I chose to photograph my face using a “color vibrant” pre-set filter available on a popular smartphone photography app to further interrogate the puzzling conundrum of the politicization of color. For four of the photos, I made .gifs alternating between a non-filtered picture and a ‘vibrantly’ filtered picture, to highlight the contrast between the different “neutral” tones. Notice what parts of my face are highlighted and emphasized in the various filtered shots, and take a moment to question what is pleasing to the eye and why that may be. On another popular photography app, the “beauty” filter sharpens the angles of my cheekbones, chin, and nose while widening my naturally almond shaped eyes. The pre-set software filters of popular smartphone apps imposed onto various shades of brown and black skin, and various brown and black facial features will often fail to capture the true lighting landscape. Consider how perhaps the white balance of the app filter is adjusted in relation to the color temperature of white skin. Striking the right color balance when taking “selfies” with my white friends is often difficult: one of us is washed out while the other is in shadow. This effect is more evident in photographs in which one subject is much darker than the other.
Lastly, a note on the cartoon-like drawings of tools used in the process to emphasize the artistic expression that can be exhibited through wearing, or not wearing, make up. This is part of the art piece that is the most self-serving aspect: as someone who does not wear cosmetic make-up on a regular basis, I wanted to emphasize that make-up is a highly expressive tool for the discretion of the artist. The cartoon-like drawings emphasize the isolated traits of my brown face that are the hardest for me to “hide”, so to speak. The ways in which the designated “Other” informs beauty standards reflects the exoticization of non-white bodies. The natural features of women of color are often appropriated in white beauty standards. My naturally thick eyebrows and my naturally thick lips have been the subject of teasing (thick eyebrows are easy targets for children to tease you for), fetishization (I have been approached by a number of men with lewd comments regarding my lips that I will not repeat here), and various micro-aggressions (ranging from “I wish I looked as exotic as you!” to the painfully common suggestion that I don’t look like a “real” Asian). These micro-aggressions regarding the noticeable parts of my face that I try to hide directly contrast the ways in which thick eyebrows and thick lips are “trends” among white cosmetic practices (an example would be the way in which Cara Delevingne’s dramatic brow lines, and Kylie Jenner’s recent “lip challenge”).

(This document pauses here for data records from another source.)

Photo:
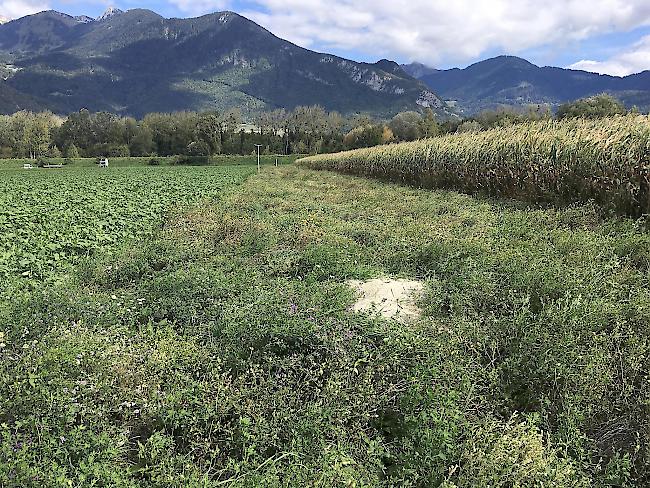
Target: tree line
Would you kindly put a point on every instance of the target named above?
(304, 130)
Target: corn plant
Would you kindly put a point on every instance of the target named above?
(566, 161)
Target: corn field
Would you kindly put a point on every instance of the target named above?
(552, 161)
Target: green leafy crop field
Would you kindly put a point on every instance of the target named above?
(219, 348)
(51, 218)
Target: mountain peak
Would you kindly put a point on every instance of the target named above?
(389, 66)
(110, 12)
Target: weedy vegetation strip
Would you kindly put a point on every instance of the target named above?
(568, 161)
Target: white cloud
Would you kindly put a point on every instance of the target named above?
(435, 30)
(632, 60)
(13, 9)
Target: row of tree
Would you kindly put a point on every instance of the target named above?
(303, 130)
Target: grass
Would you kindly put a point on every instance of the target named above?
(220, 352)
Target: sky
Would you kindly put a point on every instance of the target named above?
(603, 36)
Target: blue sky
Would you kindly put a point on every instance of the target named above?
(607, 36)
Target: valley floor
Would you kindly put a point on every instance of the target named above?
(222, 352)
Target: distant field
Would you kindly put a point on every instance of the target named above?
(146, 161)
(51, 217)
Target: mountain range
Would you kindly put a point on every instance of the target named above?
(512, 81)
(136, 62)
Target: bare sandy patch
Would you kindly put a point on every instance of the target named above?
(392, 299)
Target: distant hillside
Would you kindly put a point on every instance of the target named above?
(418, 70)
(136, 62)
(508, 80)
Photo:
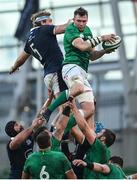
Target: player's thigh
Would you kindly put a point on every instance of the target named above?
(51, 82)
(71, 74)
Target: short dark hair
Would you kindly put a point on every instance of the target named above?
(43, 140)
(80, 11)
(38, 131)
(9, 129)
(117, 160)
(110, 137)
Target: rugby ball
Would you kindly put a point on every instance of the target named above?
(108, 45)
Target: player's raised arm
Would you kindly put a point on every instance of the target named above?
(19, 62)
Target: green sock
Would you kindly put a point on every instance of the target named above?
(71, 123)
(63, 97)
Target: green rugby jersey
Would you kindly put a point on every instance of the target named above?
(99, 153)
(72, 54)
(115, 173)
(47, 165)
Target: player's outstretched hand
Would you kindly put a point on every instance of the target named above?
(109, 37)
(12, 70)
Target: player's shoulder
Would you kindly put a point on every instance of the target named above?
(71, 28)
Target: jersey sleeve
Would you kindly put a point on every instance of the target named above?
(66, 163)
(27, 48)
(71, 34)
(55, 144)
(48, 29)
(26, 166)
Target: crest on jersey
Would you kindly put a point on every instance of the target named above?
(81, 35)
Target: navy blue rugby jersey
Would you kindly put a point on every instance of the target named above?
(43, 45)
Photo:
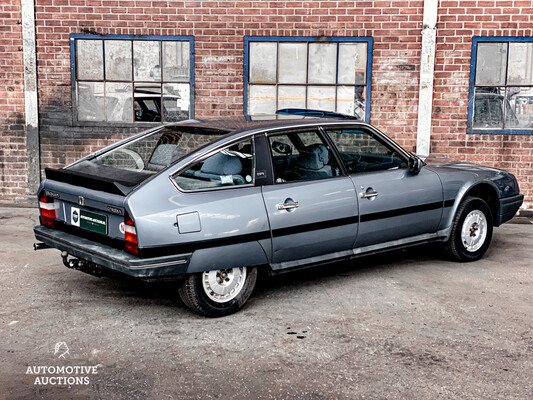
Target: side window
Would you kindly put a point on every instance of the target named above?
(232, 166)
(301, 156)
(363, 152)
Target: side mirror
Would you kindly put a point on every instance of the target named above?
(415, 164)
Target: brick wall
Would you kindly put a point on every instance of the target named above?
(219, 27)
(13, 156)
(458, 22)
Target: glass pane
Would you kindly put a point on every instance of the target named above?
(292, 62)
(362, 152)
(118, 60)
(90, 59)
(91, 101)
(176, 101)
(350, 100)
(261, 99)
(146, 65)
(520, 64)
(491, 63)
(321, 98)
(147, 103)
(322, 62)
(118, 102)
(352, 63)
(176, 61)
(488, 107)
(291, 97)
(519, 111)
(263, 62)
(232, 166)
(294, 162)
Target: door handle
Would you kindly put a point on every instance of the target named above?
(368, 195)
(288, 206)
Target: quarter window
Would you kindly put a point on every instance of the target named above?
(330, 75)
(301, 156)
(126, 79)
(230, 167)
(363, 152)
(501, 85)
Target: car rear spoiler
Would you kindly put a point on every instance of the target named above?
(101, 183)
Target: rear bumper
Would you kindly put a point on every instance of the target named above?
(114, 259)
(508, 208)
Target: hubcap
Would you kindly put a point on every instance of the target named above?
(474, 231)
(224, 285)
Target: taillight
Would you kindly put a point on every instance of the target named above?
(130, 235)
(48, 210)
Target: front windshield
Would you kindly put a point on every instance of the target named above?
(158, 150)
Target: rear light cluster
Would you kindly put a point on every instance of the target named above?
(47, 207)
(130, 235)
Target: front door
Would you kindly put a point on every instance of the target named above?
(312, 207)
(393, 203)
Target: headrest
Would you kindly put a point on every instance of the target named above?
(314, 157)
(222, 164)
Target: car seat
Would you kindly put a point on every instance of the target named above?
(222, 165)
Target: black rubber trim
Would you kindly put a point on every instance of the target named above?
(292, 230)
(158, 251)
(402, 211)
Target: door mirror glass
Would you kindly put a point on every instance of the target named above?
(415, 164)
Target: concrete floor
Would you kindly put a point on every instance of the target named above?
(406, 325)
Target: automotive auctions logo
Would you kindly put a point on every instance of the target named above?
(70, 375)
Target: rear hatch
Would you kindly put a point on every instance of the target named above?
(88, 197)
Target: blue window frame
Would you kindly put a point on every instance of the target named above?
(331, 74)
(500, 99)
(131, 79)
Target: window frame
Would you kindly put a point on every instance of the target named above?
(73, 78)
(204, 157)
(471, 88)
(312, 39)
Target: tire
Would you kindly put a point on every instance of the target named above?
(205, 292)
(471, 231)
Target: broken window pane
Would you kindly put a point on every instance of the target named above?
(118, 102)
(322, 63)
(350, 100)
(261, 99)
(519, 113)
(118, 60)
(520, 64)
(147, 103)
(90, 59)
(91, 101)
(489, 107)
(176, 100)
(352, 63)
(263, 62)
(292, 62)
(176, 63)
(146, 60)
(491, 63)
(291, 97)
(321, 98)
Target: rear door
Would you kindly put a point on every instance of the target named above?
(312, 207)
(393, 203)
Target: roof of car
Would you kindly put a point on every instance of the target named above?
(248, 123)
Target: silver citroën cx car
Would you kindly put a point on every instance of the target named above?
(209, 203)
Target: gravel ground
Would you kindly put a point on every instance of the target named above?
(405, 325)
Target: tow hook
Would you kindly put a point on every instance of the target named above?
(81, 265)
(40, 246)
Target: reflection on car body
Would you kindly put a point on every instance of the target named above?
(208, 203)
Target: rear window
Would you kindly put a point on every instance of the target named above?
(156, 151)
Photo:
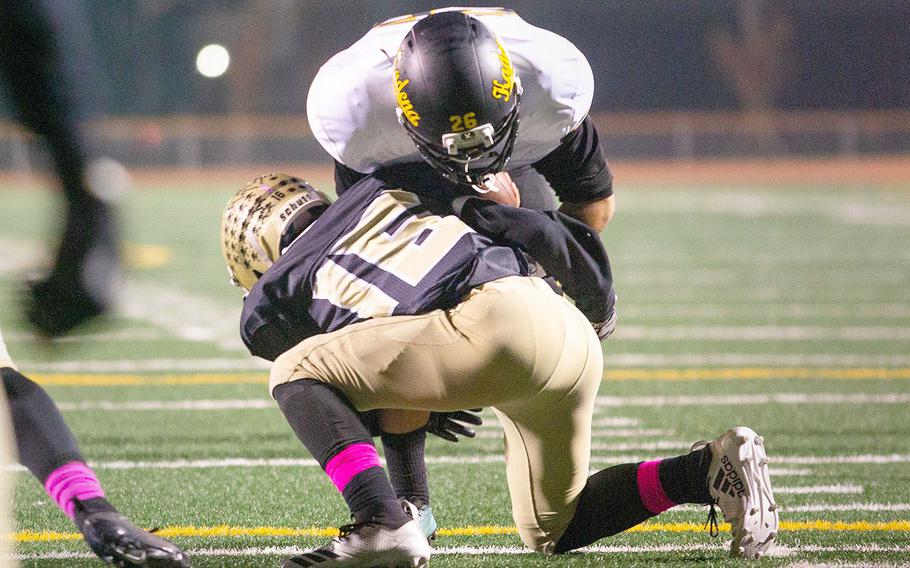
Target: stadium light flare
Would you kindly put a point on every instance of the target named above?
(213, 60)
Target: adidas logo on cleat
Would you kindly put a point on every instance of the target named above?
(727, 480)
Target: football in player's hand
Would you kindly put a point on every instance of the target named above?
(501, 189)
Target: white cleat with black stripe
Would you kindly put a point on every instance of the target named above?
(740, 486)
(369, 545)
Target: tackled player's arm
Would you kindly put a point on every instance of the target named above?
(579, 174)
(566, 248)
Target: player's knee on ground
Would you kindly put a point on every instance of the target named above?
(402, 421)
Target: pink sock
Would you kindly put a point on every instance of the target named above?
(72, 480)
(349, 462)
(650, 490)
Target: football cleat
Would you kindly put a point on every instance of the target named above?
(423, 515)
(117, 541)
(740, 486)
(369, 545)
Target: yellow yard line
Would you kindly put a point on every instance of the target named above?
(720, 373)
(626, 374)
(230, 531)
(99, 380)
(140, 256)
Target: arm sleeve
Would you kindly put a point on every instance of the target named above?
(265, 331)
(564, 247)
(577, 169)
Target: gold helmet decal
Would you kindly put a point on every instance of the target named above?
(255, 220)
(405, 106)
(503, 90)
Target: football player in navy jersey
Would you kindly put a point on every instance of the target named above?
(396, 300)
(481, 98)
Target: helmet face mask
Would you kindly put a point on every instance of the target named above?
(262, 220)
(458, 96)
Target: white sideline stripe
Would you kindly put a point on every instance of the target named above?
(755, 360)
(838, 489)
(763, 333)
(720, 547)
(841, 507)
(754, 399)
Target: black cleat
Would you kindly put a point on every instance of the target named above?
(117, 541)
(80, 285)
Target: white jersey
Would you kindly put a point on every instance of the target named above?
(351, 103)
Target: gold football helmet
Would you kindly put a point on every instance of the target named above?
(262, 219)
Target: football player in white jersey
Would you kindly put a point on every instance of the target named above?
(390, 298)
(471, 91)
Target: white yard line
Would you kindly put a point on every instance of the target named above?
(491, 426)
(150, 405)
(841, 507)
(717, 546)
(641, 446)
(612, 361)
(243, 463)
(837, 489)
(755, 359)
(763, 333)
(187, 316)
(767, 310)
(852, 460)
(599, 433)
(147, 365)
(124, 335)
(753, 399)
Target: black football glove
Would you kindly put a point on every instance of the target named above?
(450, 425)
(605, 328)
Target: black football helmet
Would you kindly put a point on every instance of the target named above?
(458, 96)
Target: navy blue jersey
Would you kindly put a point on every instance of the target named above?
(375, 252)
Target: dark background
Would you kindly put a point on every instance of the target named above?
(646, 55)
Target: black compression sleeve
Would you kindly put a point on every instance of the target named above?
(577, 170)
(43, 439)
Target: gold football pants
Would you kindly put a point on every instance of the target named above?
(513, 345)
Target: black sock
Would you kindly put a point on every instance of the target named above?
(685, 478)
(609, 504)
(407, 469)
(370, 498)
(326, 422)
(43, 439)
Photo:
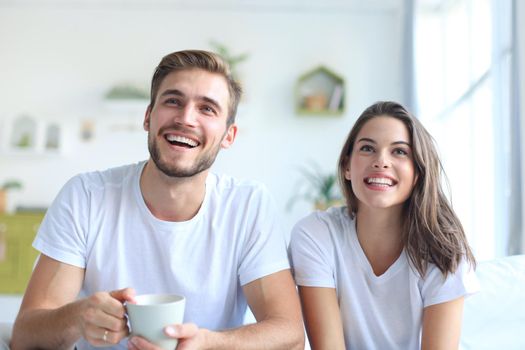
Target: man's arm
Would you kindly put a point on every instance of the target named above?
(50, 317)
(274, 302)
(322, 318)
(442, 325)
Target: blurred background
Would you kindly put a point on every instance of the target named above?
(73, 75)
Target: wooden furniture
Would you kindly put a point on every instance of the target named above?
(17, 256)
(320, 92)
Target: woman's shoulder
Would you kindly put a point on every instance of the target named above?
(333, 221)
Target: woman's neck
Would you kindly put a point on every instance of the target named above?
(380, 234)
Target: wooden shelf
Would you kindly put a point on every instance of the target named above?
(320, 91)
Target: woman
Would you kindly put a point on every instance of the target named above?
(391, 269)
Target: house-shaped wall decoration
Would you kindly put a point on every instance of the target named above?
(320, 91)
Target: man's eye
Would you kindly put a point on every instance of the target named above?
(208, 109)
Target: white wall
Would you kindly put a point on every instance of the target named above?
(520, 6)
(57, 63)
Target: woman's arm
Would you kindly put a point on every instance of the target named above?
(442, 325)
(322, 318)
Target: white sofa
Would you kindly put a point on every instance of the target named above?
(493, 318)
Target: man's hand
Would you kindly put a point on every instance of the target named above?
(189, 335)
(102, 320)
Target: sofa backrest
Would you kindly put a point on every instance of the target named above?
(494, 318)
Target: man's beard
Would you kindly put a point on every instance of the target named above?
(203, 162)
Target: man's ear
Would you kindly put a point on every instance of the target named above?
(229, 137)
(147, 117)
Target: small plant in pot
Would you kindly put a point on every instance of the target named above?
(317, 187)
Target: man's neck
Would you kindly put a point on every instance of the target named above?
(172, 199)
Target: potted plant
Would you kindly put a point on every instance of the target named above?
(319, 188)
(7, 186)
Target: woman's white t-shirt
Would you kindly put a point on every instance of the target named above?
(377, 312)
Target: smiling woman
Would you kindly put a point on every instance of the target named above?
(397, 248)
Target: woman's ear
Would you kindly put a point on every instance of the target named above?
(347, 169)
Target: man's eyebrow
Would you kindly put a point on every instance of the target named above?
(172, 92)
(366, 139)
(207, 99)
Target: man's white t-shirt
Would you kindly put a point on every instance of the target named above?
(100, 222)
(377, 312)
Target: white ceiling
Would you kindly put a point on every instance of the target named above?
(219, 5)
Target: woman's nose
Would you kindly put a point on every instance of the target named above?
(381, 161)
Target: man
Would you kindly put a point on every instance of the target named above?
(165, 226)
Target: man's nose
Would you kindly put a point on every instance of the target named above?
(188, 115)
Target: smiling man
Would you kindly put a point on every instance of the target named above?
(166, 225)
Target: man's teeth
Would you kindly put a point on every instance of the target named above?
(181, 139)
(379, 181)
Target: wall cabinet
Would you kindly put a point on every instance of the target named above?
(17, 256)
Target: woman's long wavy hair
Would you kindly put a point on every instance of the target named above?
(432, 231)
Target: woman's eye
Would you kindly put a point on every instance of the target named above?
(400, 152)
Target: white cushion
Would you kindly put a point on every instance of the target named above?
(494, 318)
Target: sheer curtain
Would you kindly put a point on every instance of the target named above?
(466, 91)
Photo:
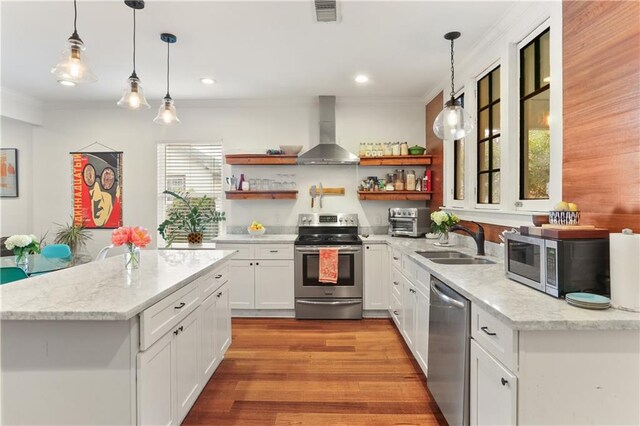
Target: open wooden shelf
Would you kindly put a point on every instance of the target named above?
(261, 159)
(394, 195)
(261, 195)
(397, 160)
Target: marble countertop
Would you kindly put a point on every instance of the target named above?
(517, 305)
(105, 290)
(261, 239)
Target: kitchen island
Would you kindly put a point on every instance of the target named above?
(97, 344)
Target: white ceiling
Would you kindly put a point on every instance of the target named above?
(259, 49)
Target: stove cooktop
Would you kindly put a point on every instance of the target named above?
(328, 240)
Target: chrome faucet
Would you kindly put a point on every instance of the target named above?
(478, 236)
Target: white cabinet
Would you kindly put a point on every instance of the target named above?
(493, 390)
(169, 378)
(409, 314)
(241, 274)
(262, 276)
(421, 342)
(187, 350)
(156, 384)
(376, 277)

By exploring the prominence of those features that make me feel most insecure, rather than hiding them, I have become more able to fully accept and embrace them.

For me, and many other women of color “nude” and “neutral” products are anything but.  ”Nude” and “neutral” imply the lack of strongly marked or positive characteristics or features, a true shade, or a median standard. To designate white skin in as the median standard inherently implies that those with non-white skin are deviant to that standard, rather than recognizing the nuances of skin color and its politics. The multitudinous ways in which a woman of color can be beautiful require our respect and attention, and a mindful interrogation of American beauty standards. I am no less beautiful than a woman with whiter skin than mine, and I am no more beautiful than a woman with darker skin than mine.

I often try to spend as little time looking in the mirror as I can and, previously, I would choose to not take pictures of myself; I would often feel disappointed in the way my beauty feels deviant or divergent, and sometimes invalid. By taking the time to interrogate the cultural perceptions that made me feel this way through this creative treatment, I was able to reintroduce myself to the features and traits that make me who I am. In time, and through a combination of practices, I am coming to feel truly beautiful according to standards that are my own: skeptical of popular and social media representations of women in color in white America, and unmarred by the effects of drugstore make-up aisles and smartphone camera filters.